Watermark Management
This guide will show you how to manage watermarks for your pipelines.
Incrementing Watermarks
Watermarks are used to track the progress of your pipelines.
You can increment the watermark by providing the next watermark to your Pipeline Config before syncing with the Watcher framework.
import pendulum
from watcher import Watcher, Pipeline, PipelineConfig, AddressLineage, Address
watcher = Watcher("https://api.watcher.example.com")
MY_ETL_PIPELINE_CONFIG = PipelineConfig(
pipeline=Pipeline(
name="my-etl-pipeline",
pipeline_type_name="extraction",
),
default_watermark="2024-01-01",
address_lineage=AddressLineage(
source_addresses=[
Address(
name="source_db.source_schema.source_table",
address_type_name="postgres",
address_type_group_name="database",
)
],
target_addresses=[
Address(
name="target_db.target_schema.target_table",
address_type_name="snowflake",
address_type_group_name="warehouse",
)
],
),
)
MY_ETL_PIPELINE_CONFIG.next_watermark = pendulum.now("UTC").date().to_date_string()
synced_config = watcher.sync_pipeline_config(MY_ETL_PIPELINE_CONFIG)
print(f"Pipeline synced!

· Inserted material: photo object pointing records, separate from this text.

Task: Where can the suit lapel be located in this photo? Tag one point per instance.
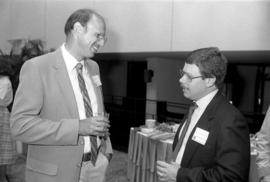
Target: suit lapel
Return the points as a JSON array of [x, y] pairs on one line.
[[205, 122], [61, 75]]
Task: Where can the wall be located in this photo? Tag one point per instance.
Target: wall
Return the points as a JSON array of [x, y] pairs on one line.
[[143, 26]]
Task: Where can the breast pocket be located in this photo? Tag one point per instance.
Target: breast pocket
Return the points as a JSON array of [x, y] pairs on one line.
[[41, 167]]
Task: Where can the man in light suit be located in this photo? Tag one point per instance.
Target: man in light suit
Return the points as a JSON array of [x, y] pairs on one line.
[[215, 146], [49, 112]]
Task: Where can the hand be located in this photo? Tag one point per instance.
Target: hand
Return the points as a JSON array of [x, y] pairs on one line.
[[166, 171], [265, 179], [97, 125]]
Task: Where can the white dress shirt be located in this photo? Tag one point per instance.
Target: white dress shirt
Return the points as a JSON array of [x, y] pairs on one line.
[[71, 63], [202, 104]]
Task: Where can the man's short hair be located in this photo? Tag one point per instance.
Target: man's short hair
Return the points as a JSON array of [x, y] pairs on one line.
[[83, 16], [211, 62]]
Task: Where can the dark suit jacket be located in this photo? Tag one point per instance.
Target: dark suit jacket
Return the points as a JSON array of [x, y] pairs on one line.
[[226, 153], [45, 116]]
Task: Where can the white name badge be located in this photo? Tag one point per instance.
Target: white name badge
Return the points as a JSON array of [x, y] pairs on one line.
[[200, 136], [96, 80]]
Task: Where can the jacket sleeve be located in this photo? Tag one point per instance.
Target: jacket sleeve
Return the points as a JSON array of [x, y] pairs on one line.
[[263, 147], [6, 93], [27, 125]]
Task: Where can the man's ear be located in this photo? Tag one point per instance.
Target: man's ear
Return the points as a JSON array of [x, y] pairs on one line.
[[210, 81]]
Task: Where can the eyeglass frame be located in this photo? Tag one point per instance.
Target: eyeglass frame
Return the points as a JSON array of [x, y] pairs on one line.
[[189, 77], [100, 37]]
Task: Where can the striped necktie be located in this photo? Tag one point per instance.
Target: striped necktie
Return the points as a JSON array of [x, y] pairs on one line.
[[88, 111], [192, 107]]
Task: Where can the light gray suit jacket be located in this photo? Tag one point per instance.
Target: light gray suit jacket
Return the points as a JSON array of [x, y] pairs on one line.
[[45, 116]]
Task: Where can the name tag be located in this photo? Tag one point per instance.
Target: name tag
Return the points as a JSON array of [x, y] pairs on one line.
[[200, 136], [96, 80]]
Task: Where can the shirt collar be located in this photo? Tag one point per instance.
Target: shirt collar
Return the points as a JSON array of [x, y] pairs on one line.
[[204, 101], [70, 60]]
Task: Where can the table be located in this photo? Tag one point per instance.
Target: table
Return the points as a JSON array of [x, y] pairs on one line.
[[144, 151]]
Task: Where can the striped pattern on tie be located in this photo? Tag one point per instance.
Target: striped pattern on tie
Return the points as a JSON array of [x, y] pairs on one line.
[[88, 111]]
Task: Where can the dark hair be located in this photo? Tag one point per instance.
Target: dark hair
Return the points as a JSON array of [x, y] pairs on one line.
[[211, 62], [82, 16]]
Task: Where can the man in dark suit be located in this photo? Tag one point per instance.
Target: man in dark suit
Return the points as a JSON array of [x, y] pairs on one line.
[[215, 145], [59, 104]]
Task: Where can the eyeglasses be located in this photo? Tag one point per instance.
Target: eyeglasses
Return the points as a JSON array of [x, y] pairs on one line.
[[101, 37], [189, 77]]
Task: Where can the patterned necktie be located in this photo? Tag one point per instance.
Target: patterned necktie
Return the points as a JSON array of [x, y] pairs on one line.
[[192, 107], [88, 111]]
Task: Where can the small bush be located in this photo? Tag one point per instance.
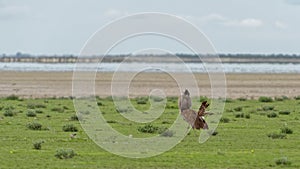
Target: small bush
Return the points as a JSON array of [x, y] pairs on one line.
[[268, 108], [228, 100], [34, 126], [69, 128], [39, 111], [265, 99], [64, 153], [9, 113], [35, 105], [286, 112], [282, 161], [148, 128], [167, 133], [38, 144], [277, 135], [74, 117], [239, 115], [111, 121], [141, 101], [12, 97], [157, 98], [247, 116], [242, 99], [31, 113], [272, 115], [238, 108], [224, 120], [297, 97], [286, 130]]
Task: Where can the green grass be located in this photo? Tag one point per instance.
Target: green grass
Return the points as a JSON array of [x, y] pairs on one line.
[[238, 142]]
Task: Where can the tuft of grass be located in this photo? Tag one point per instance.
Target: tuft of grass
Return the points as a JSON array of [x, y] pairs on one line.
[[268, 108], [69, 128], [34, 126], [297, 97], [9, 113], [148, 128], [272, 115], [239, 115], [31, 113], [277, 135], [64, 153], [224, 120], [238, 108], [284, 112], [38, 144], [242, 99], [286, 130], [111, 121], [74, 117], [12, 97], [265, 99], [167, 133], [35, 105], [282, 161], [58, 109]]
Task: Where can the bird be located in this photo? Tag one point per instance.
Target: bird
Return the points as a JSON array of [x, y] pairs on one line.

New Watermark: {synced_config.watermark}")
For the first run, the watermark will be the default watermark. Then, it will be the next watermark.
If you cannot set the next watermark before your pipeline execution,
you can update the next_watermark value once you have it within your pipeline run using the
update_pipeline_next_watermark() method.
Note
It is important to be aware of inclusivity / exlusivity to make sure your incremental windows do not overlap.
Accessing Watermarks
You can access the watermarks for your pipelines by using the WatcherContext.
from watcher import Watcher, PipelineConfig, WatcherContext
watcher = Watcher("https://api.watcher.example.com")
MY_ETL_PIPELINE_CONFIG.next_watermark = pendulum.now("UTC").date().to_date_string()
synced_config = watcher.sync_pipeline_config(MY_ETL_PIPELINE_CONFIG)
@watcher.track_pipeline_execution(
pipeline_id=synced_config.pipeline.id,
active=synced_config.pipeline.active
watermark=synced_config.watermark
next_watermark=synced_config.next_watermark
)
def etl_pipeline(watcher_context: WatcherContext):
print(f"Watermark: {watcher_context.watermark}")
print(f"Next Watermark: {watcher_context.next_watermark}")
query = f"""
SELECT
*
FROM Table_A
WHERE date_column < '{watcher_context.next_watermark}'
AND date_column >= '{watcher_context.watermark}'
"""
return ETLResult(
completed_successfully=True,
inserts=100,
total_rows=100,
execution_metadata={"partition": "2025-01-01"},
)
etl_pipeline()
Watermark Data Type
The watermark data type is stored as a string in the Watcher framework to allow for flexibility. It is important to be aware of the data types you are using in your code and to properly cast it once accessed from the WatcherContext.